If we nudge it randomly, there’s a pretty good chance we’ll nudge it right into the water. Since there aren’t residences in the middle of Manhasset Bay, this could significantly narrow down the possibilities for the actual origin of the data point. (One of the more problematic scenarios is pictured above.) And water isn’t the only issue—if we’re dealing with residences, nudging into a strip mall, school, etc. could cause the same problem. Because of these external factors, the process is manual and time consuming. On top of that, unlike differential privacy, there’s no mathematical measure about how much information is being divulged—you’re relying on the manual review to catch any privacy issues.
Another Option – Grids
As a compromise between querying a blank map, and the time consuming (and potentially error prone) process of nudging data points, we decided to generate grid squares based on noisy answers—the darker the grid square, the higher the answer.

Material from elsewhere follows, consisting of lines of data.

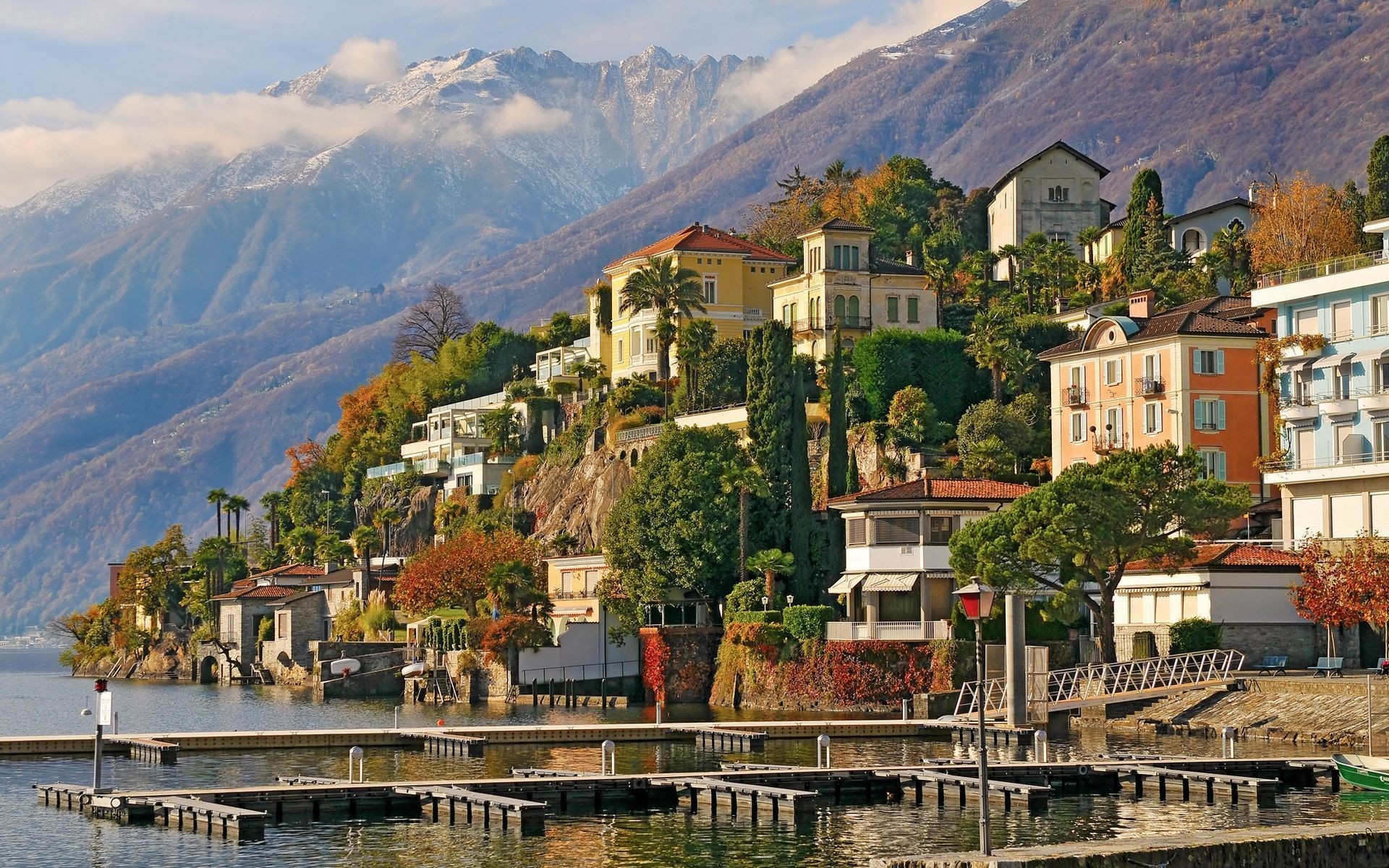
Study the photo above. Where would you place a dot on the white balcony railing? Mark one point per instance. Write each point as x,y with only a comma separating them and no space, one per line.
899,631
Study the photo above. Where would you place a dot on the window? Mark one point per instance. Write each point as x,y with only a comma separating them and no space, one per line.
1380,315
1341,321
1304,448
1152,418
1213,464
856,532
942,528
1209,414
896,531
1209,362
1113,371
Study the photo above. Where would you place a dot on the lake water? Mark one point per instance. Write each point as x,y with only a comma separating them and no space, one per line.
36,696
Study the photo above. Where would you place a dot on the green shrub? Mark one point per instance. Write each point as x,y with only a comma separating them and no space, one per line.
1194,635
807,621
753,617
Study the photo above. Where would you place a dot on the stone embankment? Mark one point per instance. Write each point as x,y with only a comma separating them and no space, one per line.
1281,709
1348,845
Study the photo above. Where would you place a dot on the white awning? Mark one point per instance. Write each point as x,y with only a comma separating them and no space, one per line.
891,581
1331,362
846,582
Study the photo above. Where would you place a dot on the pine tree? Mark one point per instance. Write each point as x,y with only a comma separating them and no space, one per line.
1377,197
1147,187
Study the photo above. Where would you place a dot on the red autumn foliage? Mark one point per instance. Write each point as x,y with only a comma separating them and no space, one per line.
454,574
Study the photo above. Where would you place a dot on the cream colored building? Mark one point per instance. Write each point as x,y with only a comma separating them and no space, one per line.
735,274
1055,192
844,285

The grid is generated simply by running one differential privacy-protected query for each square. Here’s an example grid from a fake dataset:
“But Tony!” you say, “Weren’t you just telling us how much better arbitrary questions are as compared to the bucketing we often see?” First, this isn’t meant to necessarily replace the ability to ask arbitrary questions, but instead provides another tool allowing you to see the data first. And second, compared to the way released data is often currently pre-bucketed, we’re able to offer more granular grids.
Choosing a Map
Now comes the manual part. There are two variables you can adjust when choosing a map: grid size and margin of error. While this step is manual, most of the work is done for you, so it’s much less time-intensive than moving data points around. For demonstration purposes, we currently generate several options which you can select from in the gallery view. You could release any of the maps that are pre-generated as they are all protected by differential privacy with the given +/- –but some are not useful and others may be wasting privacy currency.

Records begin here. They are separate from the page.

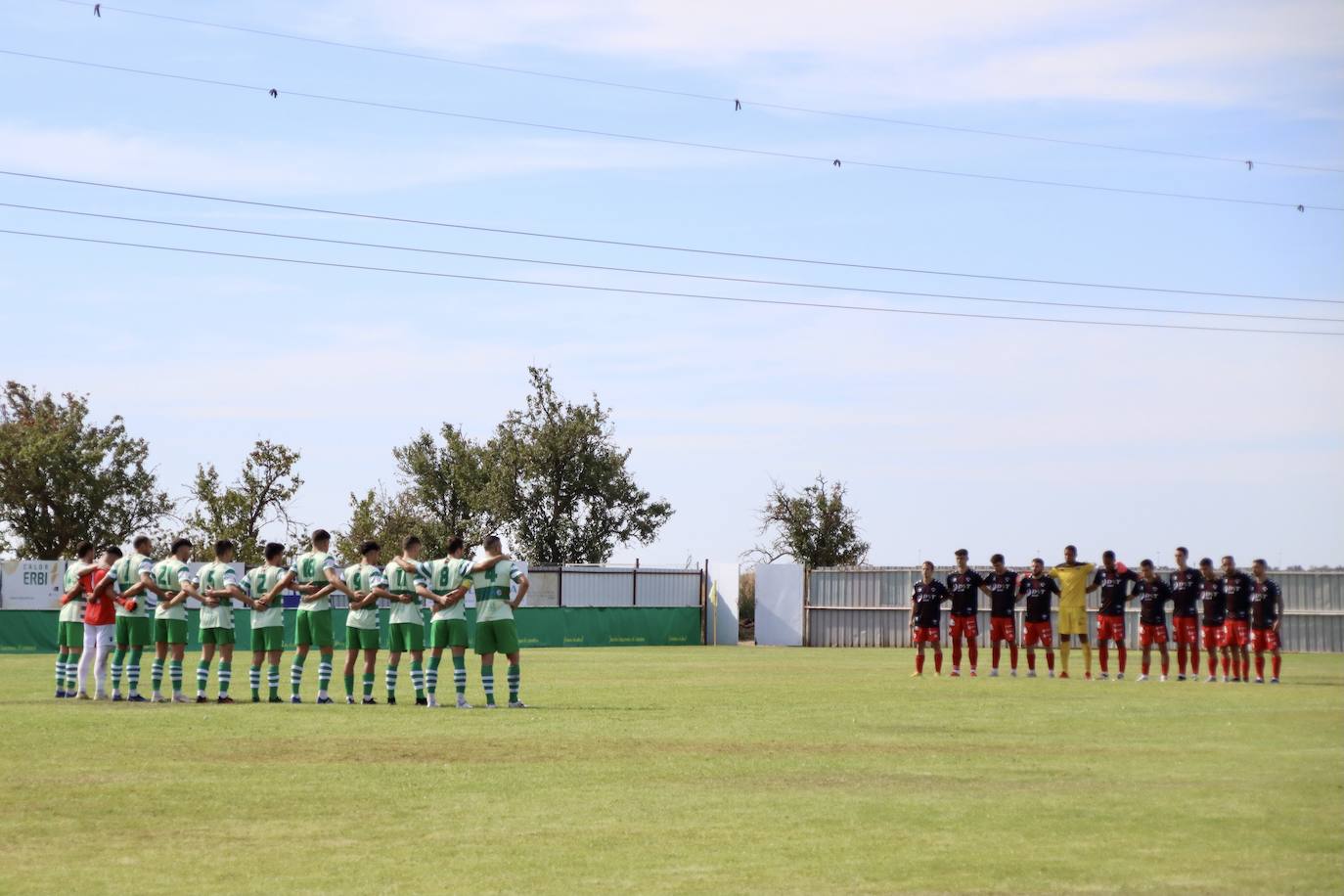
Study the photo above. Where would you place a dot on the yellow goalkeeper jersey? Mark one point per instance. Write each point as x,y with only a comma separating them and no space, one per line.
1073,583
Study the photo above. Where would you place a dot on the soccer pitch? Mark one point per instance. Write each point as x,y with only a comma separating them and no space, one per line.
687,769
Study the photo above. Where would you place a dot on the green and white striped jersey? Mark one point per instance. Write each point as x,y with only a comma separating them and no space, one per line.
492,591
216,576
311,568
363,578
257,583
402,582
128,571
169,574
449,575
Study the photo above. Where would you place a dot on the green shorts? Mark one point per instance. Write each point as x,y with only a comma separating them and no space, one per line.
406,636
362,639
216,634
269,639
313,629
169,632
496,637
133,632
448,633
70,634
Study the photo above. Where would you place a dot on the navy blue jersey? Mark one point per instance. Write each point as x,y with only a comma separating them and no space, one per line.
1213,602
1003,593
965,593
1114,589
1265,597
1152,601
1038,590
1236,589
1185,586
927,598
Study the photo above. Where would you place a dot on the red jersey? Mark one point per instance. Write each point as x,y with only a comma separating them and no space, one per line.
97,612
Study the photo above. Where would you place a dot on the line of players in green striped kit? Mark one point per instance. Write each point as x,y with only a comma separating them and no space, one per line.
406,585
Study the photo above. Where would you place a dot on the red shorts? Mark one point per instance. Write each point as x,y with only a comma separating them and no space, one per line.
1002,629
1150,634
1110,629
1034,633
963,625
1264,640
1185,629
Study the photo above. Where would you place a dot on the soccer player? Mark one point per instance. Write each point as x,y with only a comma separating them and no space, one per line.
263,586
129,586
924,614
1266,615
173,578
448,582
1152,594
369,583
1110,618
317,578
1003,598
218,586
70,621
406,622
1236,589
1185,587
1038,587
495,628
1073,607
1214,608
963,585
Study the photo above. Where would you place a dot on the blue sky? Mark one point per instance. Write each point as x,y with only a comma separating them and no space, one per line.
988,434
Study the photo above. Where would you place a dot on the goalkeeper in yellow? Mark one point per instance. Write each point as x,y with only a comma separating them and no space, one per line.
1073,578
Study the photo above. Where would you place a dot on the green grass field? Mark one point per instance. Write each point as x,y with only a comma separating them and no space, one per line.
687,769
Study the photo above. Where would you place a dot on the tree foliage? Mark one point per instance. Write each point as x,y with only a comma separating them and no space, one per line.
813,527
65,478
560,484
259,497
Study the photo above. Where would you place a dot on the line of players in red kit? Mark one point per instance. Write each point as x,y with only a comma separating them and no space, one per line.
1240,612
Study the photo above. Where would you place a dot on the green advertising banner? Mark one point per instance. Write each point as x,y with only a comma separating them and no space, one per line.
35,630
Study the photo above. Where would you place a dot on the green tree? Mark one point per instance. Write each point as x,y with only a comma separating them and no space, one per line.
560,484
813,527
65,478
259,497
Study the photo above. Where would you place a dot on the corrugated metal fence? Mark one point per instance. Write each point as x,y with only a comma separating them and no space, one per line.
585,586
870,607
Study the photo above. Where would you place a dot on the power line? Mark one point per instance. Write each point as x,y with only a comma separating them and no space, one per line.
626,291
658,273
668,141
657,246
689,94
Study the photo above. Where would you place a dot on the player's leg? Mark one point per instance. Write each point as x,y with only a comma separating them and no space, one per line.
207,654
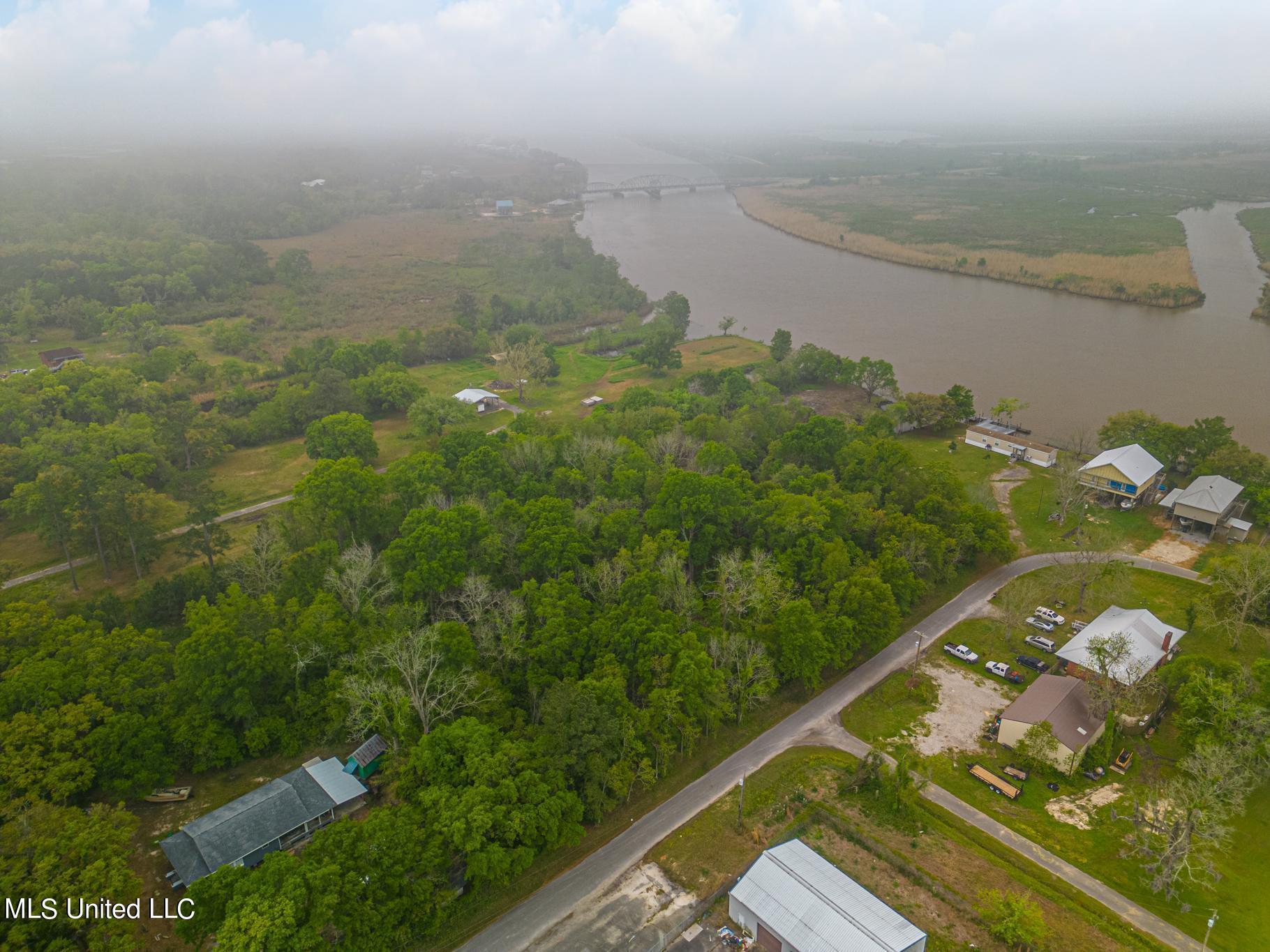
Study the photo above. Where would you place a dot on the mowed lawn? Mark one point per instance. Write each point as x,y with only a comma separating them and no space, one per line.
1034,500
585,375
1246,866
930,867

Grid size is simply the area of each cell. Since a cell is the smallest area you can compare (with either another cell or 0), you must set it to accommodate the minimum resolution required for your analysis. For example, using the map to allocate resources at the borough level vs. the block level require different resolutions to be effective. You also have to consider the density of the dataset. If your analysis is at the block level, but the dataset is very sparse such that there’s only about one point per block, the noise will protect those individuals, and the map will be uniformly noisy.

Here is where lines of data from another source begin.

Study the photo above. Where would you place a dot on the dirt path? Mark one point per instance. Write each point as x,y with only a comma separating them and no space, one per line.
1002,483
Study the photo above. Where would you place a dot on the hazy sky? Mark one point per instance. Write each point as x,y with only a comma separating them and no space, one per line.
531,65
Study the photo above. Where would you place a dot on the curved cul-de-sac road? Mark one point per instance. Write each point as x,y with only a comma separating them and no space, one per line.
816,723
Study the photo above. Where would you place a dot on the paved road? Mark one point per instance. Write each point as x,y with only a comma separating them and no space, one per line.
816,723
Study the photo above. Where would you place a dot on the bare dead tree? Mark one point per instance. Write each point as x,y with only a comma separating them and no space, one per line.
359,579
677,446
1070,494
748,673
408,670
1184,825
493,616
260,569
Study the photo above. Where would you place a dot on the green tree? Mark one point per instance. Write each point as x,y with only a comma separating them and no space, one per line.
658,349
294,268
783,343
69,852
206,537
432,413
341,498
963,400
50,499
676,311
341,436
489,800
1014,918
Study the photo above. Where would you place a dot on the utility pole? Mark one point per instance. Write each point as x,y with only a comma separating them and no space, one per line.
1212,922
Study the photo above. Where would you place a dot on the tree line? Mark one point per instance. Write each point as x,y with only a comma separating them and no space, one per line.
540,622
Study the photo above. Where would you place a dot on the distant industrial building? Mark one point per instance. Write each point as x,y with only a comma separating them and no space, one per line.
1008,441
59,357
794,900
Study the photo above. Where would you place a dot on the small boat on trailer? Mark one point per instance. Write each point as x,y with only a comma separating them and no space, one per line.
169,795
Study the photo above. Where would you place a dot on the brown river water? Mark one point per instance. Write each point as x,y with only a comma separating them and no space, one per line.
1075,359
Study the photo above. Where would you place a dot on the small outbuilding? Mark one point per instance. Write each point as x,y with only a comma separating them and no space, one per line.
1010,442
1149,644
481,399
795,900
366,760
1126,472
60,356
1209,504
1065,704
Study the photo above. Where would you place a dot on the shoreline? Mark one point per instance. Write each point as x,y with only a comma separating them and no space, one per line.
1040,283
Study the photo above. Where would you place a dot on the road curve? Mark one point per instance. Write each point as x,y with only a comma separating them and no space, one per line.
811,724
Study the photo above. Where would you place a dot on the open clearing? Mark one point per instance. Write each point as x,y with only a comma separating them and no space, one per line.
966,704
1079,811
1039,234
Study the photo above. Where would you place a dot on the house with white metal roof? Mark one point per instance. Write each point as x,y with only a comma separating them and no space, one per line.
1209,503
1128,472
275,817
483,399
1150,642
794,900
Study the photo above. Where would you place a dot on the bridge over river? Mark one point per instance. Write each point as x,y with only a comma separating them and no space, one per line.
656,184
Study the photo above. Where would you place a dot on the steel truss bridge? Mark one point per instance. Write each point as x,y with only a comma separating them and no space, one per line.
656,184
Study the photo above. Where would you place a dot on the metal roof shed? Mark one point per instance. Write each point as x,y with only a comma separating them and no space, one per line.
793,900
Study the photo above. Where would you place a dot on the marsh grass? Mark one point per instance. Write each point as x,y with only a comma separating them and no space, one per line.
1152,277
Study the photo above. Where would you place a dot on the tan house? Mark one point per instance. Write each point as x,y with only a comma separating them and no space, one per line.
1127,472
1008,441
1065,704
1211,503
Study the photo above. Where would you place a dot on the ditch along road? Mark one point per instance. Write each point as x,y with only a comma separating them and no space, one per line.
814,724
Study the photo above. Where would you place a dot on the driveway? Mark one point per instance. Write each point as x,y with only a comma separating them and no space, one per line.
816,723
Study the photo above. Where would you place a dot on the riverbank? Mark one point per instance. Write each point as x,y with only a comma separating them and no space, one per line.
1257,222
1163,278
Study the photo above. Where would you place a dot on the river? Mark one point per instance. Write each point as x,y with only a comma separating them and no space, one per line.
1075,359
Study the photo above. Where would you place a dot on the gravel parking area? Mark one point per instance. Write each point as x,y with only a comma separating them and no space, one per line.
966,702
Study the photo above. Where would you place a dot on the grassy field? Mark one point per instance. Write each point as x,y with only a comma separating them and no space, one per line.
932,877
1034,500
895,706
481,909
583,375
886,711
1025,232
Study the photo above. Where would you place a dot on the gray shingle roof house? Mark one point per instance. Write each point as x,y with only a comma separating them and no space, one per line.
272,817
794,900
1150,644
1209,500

Margin of error specifies a range that the noisy answer will likely fall within. The higher the margin of error, the less the noisy answer tells us about specific data points within the cell. A cell with answer 20 +/- 3 means the real answer is likely between 17 and 23. While an answer of 20 +/- 50 means the real answer is likely between -30 and 70, and thus it’s reasonably likely that there are no data points within that cell at all.
To select a map, first pan and zoom the map to show the portion you’re interested in, and then click the target icon for a dataset.
When you click the target, a gallery with previews of the nine pre-generated options are displayed.
As an example, let’s imagine that I’m doing block level analysis, so I’m only interested in the third column:
This sample dataset has a fairly small amount of data, such that in the top cell (+/- 50) and to some extent the middle cell (+/- 9), the noise overwhelms the data. In this case, we would have to consider tuning down the privacy protection towards the +/- 3 cell, in order to have a useful map at that resolution. (For this demo, the noise level is hard-coded.) The other option is to sacrifice resolution (moving left in the gallery view), so there are more data points in a given square and thus won’t be drowned out by higher noise levels.
Once you have selected a grid, you can pan and zoom the map to the desired scale. The legend is currently dynamic such that it will adjust as necessary to the magnitude of the data in your current view.